Cliff would not have known that he has allies among his socialist enemies, but his reading does not seem to venture that far. But let us examine the phrase ‘social engineering’. The most basic things that give order in life are all forms of social engineering. Take, for instance, the stop sign, a common feature in all countries that have roads and motor vehicles. It induces behavior among drivers that is instinctive and necessary and is a positive contributor to liberty. Imagine if all people did not obey the stop sign, like some do. Illiberal things would happen: accidents, injury and death.
We as a society have agreed to these social measures through the law and each autonomous actor has to abide by the basic restrictions imposed on us because they are there to protect us.
Even the inspirer of the early version of libertarianism, Karl Popper, recognised that, for an individualistic society to thrive, some forms of ‘piecemeal social engineering’ are necessary. In his book, The Open Society and Its Enemies, Popper recognised that social engineering had to go light-touch rather than heavy, as in Utopian social engineering. (Popper, by the way, had great influence on George Soros, which is why we have the Open Society Foundation). Utopian social engineering was a place run by a few, with these few men and women deciding what was good for society and handling State and citizen affairs with the greatest authoritarianism possible.
Social anarchism is against this form of social organisation.
We must not also be oblivious to the undercurrents in Western liberalism – even though democracy prevailed, there have always been thinkers that viewed popular democracy with great suspicion. This was the basis of Edward Bernays’ foray into crowd psychology, and he quickly became a sort of expert on public relations. His famous book, Propaganda, is an attempt at a theory of crowd psychology, where the task of propaganda and the rule of the elite is to use the science of psychology to manage the ‘passions’ of mass psychology for democracy and capitalism to thrive.
Those who think that socialists are designing grand schemes of social control should watch the BBC documentary by Adam Curtis, The Century of the Self, to understand that elites all over the world have sought ways to avoid popular democracy in its true sense, resulting in something between popular representation and management by elites. Corporations have long learnt this art with consumer products and have used skillful ways to socially engineer our desire for material things. Recently, this has become the subject of a detailed book written by Shoshana Zuboff, called Surveillance Capitalism, which describes how an old art has enhanced its capabilities through Big Data and algorithms.

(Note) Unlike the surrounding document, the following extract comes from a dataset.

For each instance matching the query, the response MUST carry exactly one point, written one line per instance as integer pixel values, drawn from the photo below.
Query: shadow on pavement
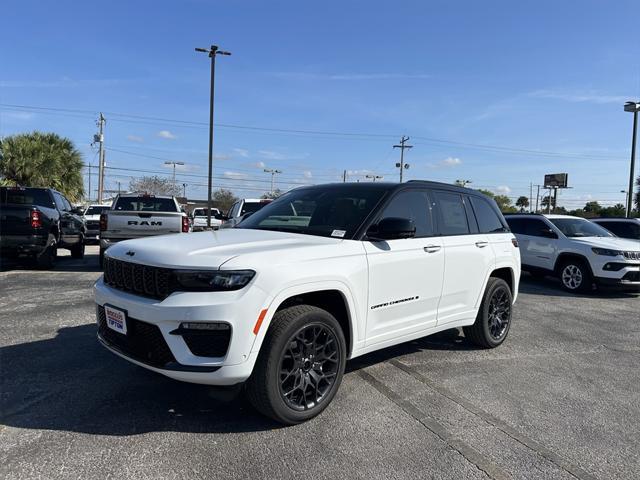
(71, 383)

Cliff betrayed a jaundiced view of the world, slinging a slogan used more as a slur instead of demonstrating his knowledge of the issue, even though he pretended to do so. Perhaps the phrase ‘social engineering’ is wholly inappropriate for our time, whether it is implemented by liberal or nonliberal societies.
It reminds me of the advice Simon Sinek gives in his book – that the engineering of social life imagines that social beings can truly be engineered in ways that make them pliant to an orderly manifestation of society.
As Sinek notes, extreme social engineering – of the kind Ivan Pavlov imagined in the Soviet Union – is untenable because autonomous will is hard to engineer entirely. Pavlov had a counterpart in the US who was also interested in scientific psychology, the behaviourist BF Sinner, who, in 1957, published the book Verbal Behaviour, which dominated the field of linguistics for a while. Pavlov and Skinner were not far off in their own Orwellian versions of the world except they contextualised their versions in two different types of economic systems. However, the intent was the same: control over the minds and behaviour of the populace.
Humans have a natural inclination towards freedom, but they also recognise that individual freedom ensues when society is orderly and that orderliness also benefits all those who live under the same roof and in which the system is not skewed towards the interests of one group at the expense of another. Libertarianism is also contradictory: the obsessive focus on abuse of State power is always accompanied by the short thrift given to corporate power.